The European Union countries have been the principle supporters of the Palestinians since 1948. As noted previously, Arab countries contribute only 6% of the annual cost of UNRWA, which is the UN agency that has perpetuated the Palestinian camps. Other refugees have been settled elsewhere. Only the Palestinians, serving as a perpetual “victim” of Israel’s existence, have never been resettled. Now, Egypt and Jordan, which share borders with Palestinian zones, resist any effort of accept them for settlement, as I posted on before.
Now, Europe may be losing patience with the Palestinians, as it faces its own Muslim problems.
Europe was a Middle East counterbalance – generally sympathetic to Palestinians as the weaker party, critical of an unqualified US backing of Israel.

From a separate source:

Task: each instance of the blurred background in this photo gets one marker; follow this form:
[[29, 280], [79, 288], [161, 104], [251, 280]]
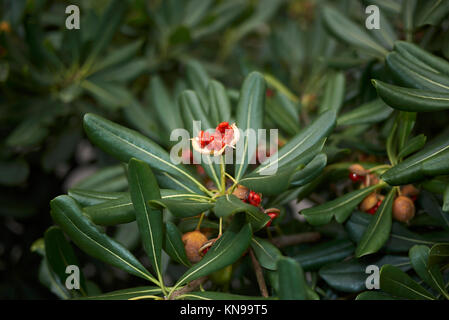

The Palestine Liberation Organization had offices in Europe. France’s Navy helped Yasser Arafat escape Tripoli in 1983. Europe backed the Oslo Accords, and saw the Palestinian cause as a fight for territory and statehood.
Yet Europe’s traditional position on the Arab dispute has been quietly changing: It is gravitating closer to a US-Israeli framing of a war on terror, a “clash of civilizations,” with a subtext of concern about the rise of Islam – and away from an emphasis on core grievances of Palestinians, like the ongoing Israeli settlements in the West Bank and East Jerusalem, and “occupation.”
As Europeans witness violent anti-Israel rallies that burn cars and murder Jews who have nothing to do with Israel, they may be coming to see the serpent they have clasped to their collective breast.
Public support for Arabs is down due social tensions with Muslim immigrants. “Europe fears an Islamist threat, whether internal or external, and this has begun to change the overall views on the Israel-Palestine conflict,” says Aude Signoles of the University of La Réunion. “There is a general ‘Arab fatigue’ in Europe,” says Denis Bauchard of L’Institut français des relations internationales.
A Pew Global Attitudes poll in 2006 found that French sympathies were evenly divided (38 percent) between those sympathizing with the Palestinians and with Israel, marking a doubling of support for Israel and a 10 percent gain for Palestinians over the previous two years. In Germany, 37 percent sympathized with Israel – an increase of 13 points over 2004 and more than double those who supported the Palestinians.
This is a change and may be a sign that the Palestinians should become more realistic about their goals.